Laut Amnesty International entsprechen die Gerichtsverfahren in Saudiarabien bei weitem nicht den internationalen Standards. Für viele Vergehen wird die Todesstrafe verhängt. In einem Amnesty-Bericht von 2008 wird darauf hingewiesen, dass die Zahl der Hinrichtungen von ausländischen Staatsangehörigen aus Entwicklungsländern unverhältnismässig hoch ist. Eine Woche nach der Hinrichtung von Rizana Nafeek wurde laut der pakistanischen Zeitung «The Dawn» der Pakistaner Arshad Mohammad in der östlichen Provinz Khubar enthauptet, weil er Drogen geschmuggelt haben soll. Auch in diesem Fall wurde das Urteil trotz unklarer Beweislage vollzogen. Ob in Anbetracht dieser Tatsachen nun die oben erwähnten Massnahmen der sri-lankischen Regierung bezüglich der Frauen eine Aufwertung der Rechte der ausländischen Arbeiter in Saudiarabien bewirken, ist zweifelhaft.

http://www.nzz.ch/aktuell/international/empoerung-ueber-vollstreckung-des-urteils-1.17962109

Am 18. Juni 2011 wurde in Saudi Arabien die Exekution der Indonesin Ruyati Binti Sapubi in der Öffentlichkeit vollzogen, indem der Kopf der Frau mit einem Schwert abgeschlagen wurde.

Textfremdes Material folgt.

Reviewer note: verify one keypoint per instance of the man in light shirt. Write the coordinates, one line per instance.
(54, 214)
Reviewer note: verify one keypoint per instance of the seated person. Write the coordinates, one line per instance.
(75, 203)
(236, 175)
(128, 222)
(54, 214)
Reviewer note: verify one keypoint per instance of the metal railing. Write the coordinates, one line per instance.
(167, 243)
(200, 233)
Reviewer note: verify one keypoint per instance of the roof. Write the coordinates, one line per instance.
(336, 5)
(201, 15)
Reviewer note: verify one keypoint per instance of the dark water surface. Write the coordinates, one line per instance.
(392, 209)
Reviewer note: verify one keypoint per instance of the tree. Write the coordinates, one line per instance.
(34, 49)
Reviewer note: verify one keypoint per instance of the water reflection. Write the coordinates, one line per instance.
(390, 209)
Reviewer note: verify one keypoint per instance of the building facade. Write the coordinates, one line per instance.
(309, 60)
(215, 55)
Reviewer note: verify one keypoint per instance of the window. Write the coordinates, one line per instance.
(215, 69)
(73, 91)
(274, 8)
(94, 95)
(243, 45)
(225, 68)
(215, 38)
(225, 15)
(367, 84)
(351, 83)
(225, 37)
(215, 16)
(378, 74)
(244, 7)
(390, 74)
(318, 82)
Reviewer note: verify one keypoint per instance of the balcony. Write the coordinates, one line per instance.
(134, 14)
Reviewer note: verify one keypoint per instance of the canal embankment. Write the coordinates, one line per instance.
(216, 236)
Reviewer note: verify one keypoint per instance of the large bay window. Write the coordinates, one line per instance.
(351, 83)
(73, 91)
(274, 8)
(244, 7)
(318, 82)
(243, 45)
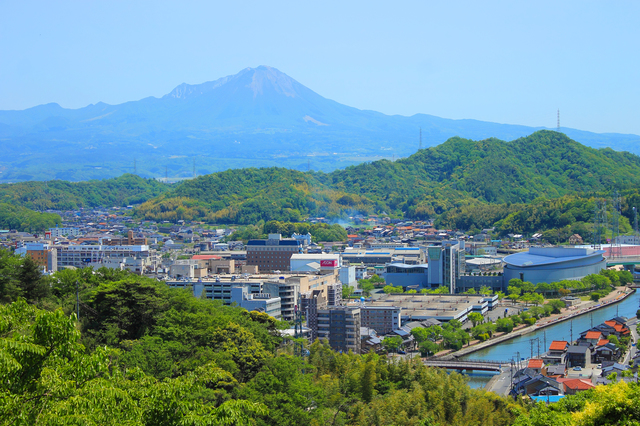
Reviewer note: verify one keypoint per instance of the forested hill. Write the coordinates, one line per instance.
(62, 195)
(453, 176)
(457, 173)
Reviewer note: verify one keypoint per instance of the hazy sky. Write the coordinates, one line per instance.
(506, 62)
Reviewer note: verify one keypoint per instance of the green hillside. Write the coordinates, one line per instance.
(464, 184)
(61, 195)
(433, 181)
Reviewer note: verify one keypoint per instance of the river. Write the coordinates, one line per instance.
(528, 345)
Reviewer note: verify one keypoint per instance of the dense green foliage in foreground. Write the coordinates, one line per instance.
(23, 219)
(456, 174)
(144, 354)
(61, 195)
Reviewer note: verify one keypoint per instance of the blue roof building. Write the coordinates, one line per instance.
(552, 264)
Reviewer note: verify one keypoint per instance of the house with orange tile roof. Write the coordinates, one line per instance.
(573, 386)
(557, 352)
(592, 337)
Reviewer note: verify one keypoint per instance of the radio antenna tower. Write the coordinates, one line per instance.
(616, 248)
(635, 224)
(596, 226)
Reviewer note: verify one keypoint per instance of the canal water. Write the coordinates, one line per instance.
(527, 346)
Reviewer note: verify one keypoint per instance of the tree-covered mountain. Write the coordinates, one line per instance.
(542, 181)
(259, 117)
(61, 195)
(428, 184)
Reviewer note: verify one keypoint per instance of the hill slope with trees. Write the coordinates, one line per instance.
(458, 173)
(462, 183)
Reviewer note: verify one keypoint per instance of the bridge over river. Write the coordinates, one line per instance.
(471, 365)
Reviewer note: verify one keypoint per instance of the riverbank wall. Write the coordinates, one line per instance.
(538, 326)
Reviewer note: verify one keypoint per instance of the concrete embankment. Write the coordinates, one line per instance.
(546, 322)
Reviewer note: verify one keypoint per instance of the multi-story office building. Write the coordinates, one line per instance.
(64, 232)
(446, 264)
(310, 303)
(262, 302)
(340, 326)
(290, 287)
(219, 288)
(383, 319)
(42, 254)
(272, 254)
(80, 256)
(131, 239)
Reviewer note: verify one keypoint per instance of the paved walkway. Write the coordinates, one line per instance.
(580, 309)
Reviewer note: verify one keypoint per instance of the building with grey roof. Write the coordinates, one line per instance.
(553, 264)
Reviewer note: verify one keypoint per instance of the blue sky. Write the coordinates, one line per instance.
(506, 62)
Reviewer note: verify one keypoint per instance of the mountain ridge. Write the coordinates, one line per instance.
(257, 117)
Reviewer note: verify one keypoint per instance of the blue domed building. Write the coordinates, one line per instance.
(553, 264)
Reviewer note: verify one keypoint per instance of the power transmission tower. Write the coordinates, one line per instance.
(531, 343)
(598, 212)
(635, 225)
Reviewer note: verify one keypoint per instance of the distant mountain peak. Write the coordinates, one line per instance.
(259, 80)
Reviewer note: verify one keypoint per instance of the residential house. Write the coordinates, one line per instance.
(578, 356)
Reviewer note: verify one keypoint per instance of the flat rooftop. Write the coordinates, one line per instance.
(418, 307)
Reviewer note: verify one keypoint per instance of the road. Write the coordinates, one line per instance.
(501, 383)
(634, 339)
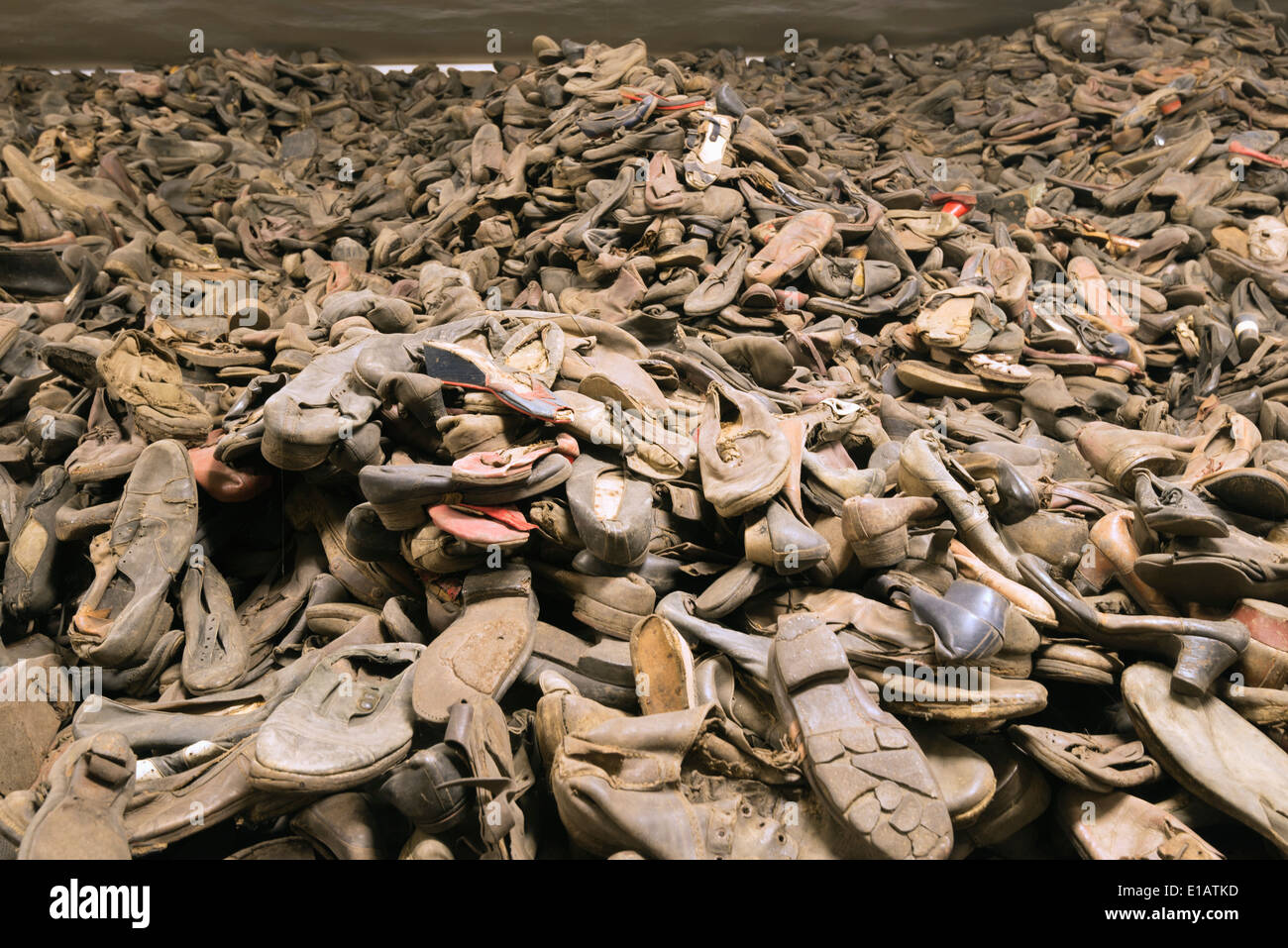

Die Frau wurde zum Tode verurteilt, weil sie ihren Arbeitgeber umgebracht hatte, weil der sie monatelang missbraucht und ihr die Rückreise in ihre Heimat verwehrt hatte.

Indonesien hat daraufhin ihren Botschafter aus Saudi Arabien abgezogen und eine Regelung erlassen, die es indonesischen Bürgern verbietet, in Saudi Arabien als Zimmermädchen zu arbeiten.

Über 1,2 Millionen Asiatinnen arbeiten als Zimmermädchen in Saudi Arabien, etwa 70 Prozent von ihnen kommen aus Indonesien und viele werden von ihren Arbeitgebern missbraucht.